Another day another charity book find (2.50 at a different village’s charity shop). Where last week we looked at a book authored by a drinks writer in the 1980’s we have a book authored by a classically trained author and journalist who has spent his entire professional career writing about just about anything other than food or drink in the early 90’s.

Mark Skipworth is a British author and investigative journalist with a specialism in engaging non-fiction works. This book on the history, production and marketing of Whisky as it was then in 1994. The first edition was published in 1987 but the version I am reading is the 4th edition from 1994.

The book starts with a detailed account of the backstory to a lot of the big name brands we see today. The start of mass production and exporting of whisky in Scotland was a real economic boom and bust story with a number of families becoming exceedingly wealthy. This is absolutely an educational and reference book and the tone can feel a little too dry and soulless at times.

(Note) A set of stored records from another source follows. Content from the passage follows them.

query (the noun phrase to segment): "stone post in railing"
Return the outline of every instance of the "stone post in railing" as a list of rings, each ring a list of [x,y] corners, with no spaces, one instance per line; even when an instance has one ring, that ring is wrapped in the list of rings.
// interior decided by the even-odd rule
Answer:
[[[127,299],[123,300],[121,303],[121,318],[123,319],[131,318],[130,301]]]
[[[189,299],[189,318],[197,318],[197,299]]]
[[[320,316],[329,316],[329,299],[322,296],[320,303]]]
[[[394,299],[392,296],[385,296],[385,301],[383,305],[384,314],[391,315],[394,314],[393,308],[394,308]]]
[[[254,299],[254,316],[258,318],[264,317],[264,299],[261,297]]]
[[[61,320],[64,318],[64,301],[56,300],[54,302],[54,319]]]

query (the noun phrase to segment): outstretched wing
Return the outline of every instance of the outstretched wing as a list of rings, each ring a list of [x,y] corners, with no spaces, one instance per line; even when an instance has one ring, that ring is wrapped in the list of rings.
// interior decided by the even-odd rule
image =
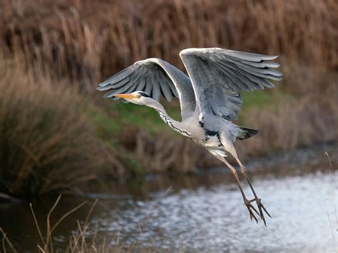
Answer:
[[[282,80],[282,73],[272,69],[280,64],[269,61],[277,56],[218,48],[188,48],[180,56],[203,114],[235,120],[242,103],[240,91],[273,88],[268,79]]]
[[[195,107],[195,93],[189,78],[177,68],[156,58],[137,61],[98,86],[98,91],[110,91],[103,95],[105,98],[133,91],[144,91],[158,101],[161,94],[168,102],[173,97],[179,98],[183,118],[192,113]]]

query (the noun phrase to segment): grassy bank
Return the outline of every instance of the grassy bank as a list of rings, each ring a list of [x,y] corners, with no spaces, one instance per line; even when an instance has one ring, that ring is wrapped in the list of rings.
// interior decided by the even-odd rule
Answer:
[[[188,47],[281,56],[277,88],[242,94],[237,123],[262,131],[239,142],[240,158],[337,141],[337,11],[334,1],[1,1],[0,192],[220,165],[152,109],[95,91],[142,58],[183,68]],[[180,119],[177,101],[164,105]]]

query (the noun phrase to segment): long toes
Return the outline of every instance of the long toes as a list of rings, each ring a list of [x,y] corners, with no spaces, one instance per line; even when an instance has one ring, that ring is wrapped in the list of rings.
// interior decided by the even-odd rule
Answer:
[[[272,218],[271,215],[267,212],[267,210],[265,209],[263,204],[262,204],[262,200],[258,199],[257,201],[257,205],[258,206],[258,209],[260,210],[260,212],[262,214],[262,215],[263,215],[263,211],[262,211],[262,210],[264,210],[264,212],[265,212],[265,213],[267,215],[267,216],[269,216],[270,218]]]
[[[257,210],[256,208],[255,208],[255,207],[251,205],[251,200],[245,200],[244,201],[244,203],[245,204],[245,205],[247,206],[247,208],[252,208],[252,210],[255,211],[255,212],[257,215],[260,215],[260,213],[258,212],[258,211]]]
[[[252,218],[254,218],[255,220],[256,221],[256,222],[258,224],[258,220],[255,216],[255,215],[252,212],[252,211],[251,210],[250,207],[247,207],[247,210],[249,211],[249,213],[250,215],[250,220],[252,220]]]
[[[267,215],[267,216],[269,216],[270,218],[272,218],[271,215],[270,215],[270,213],[267,212],[267,210],[265,209],[264,205],[262,203],[261,205],[262,205],[262,208],[263,209],[264,212],[265,212],[265,213]]]

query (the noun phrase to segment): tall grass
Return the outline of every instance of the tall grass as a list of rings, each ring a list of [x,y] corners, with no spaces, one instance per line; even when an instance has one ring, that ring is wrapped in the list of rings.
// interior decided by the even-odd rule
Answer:
[[[40,242],[36,242],[36,252],[42,253],[48,252],[58,252],[59,249],[55,247],[53,232],[58,227],[58,226],[64,221],[70,215],[75,212],[78,209],[83,207],[87,201],[84,201],[80,205],[70,209],[68,212],[63,214],[56,222],[52,223],[51,215],[56,207],[59,204],[61,196],[59,195],[56,199],[54,205],[51,207],[46,217],[46,227],[43,229],[39,224],[34,207],[31,204],[31,210],[32,213],[32,219],[35,222],[36,227],[36,234],[40,237]],[[69,242],[66,249],[63,249],[65,252],[68,253],[94,253],[94,252],[131,252],[133,250],[133,246],[124,245],[118,243],[118,237],[116,238],[98,238],[96,237],[97,231],[92,231],[89,227],[89,219],[91,212],[95,207],[97,200],[93,202],[91,207],[88,212],[87,217],[83,222],[81,224],[78,220],[76,222],[77,227],[74,227],[73,234],[69,237]],[[43,232],[46,231],[46,234],[43,234]],[[33,232],[30,232],[31,233]],[[91,236],[88,236],[90,232]],[[11,249],[11,252],[14,253],[18,252],[18,250],[14,247],[10,238],[6,236],[6,232],[0,227],[0,235],[2,237],[2,250],[4,252],[6,252],[8,249]],[[112,246],[112,244],[114,246]]]
[[[97,82],[135,61],[183,67],[188,47],[221,46],[338,68],[336,1],[2,1],[4,48],[29,71]]]
[[[66,190],[113,167],[74,89],[0,62],[0,192]]]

The pictures are interesting however, the late 80’s and early 90’s was that fascinating time where microprocessors were in their early adoption and it’s an in-between time of manual engineering to ubiquitous personal computing power.

All in all this isn’t my kind of book. I can smell when a book feels like it was written as an assignment without that deep rooted passion. Today, this is the kind of thing that ChatGPT will be spitting out but at least it was written with the sweat of an actual human even if it was just for a publishing deal.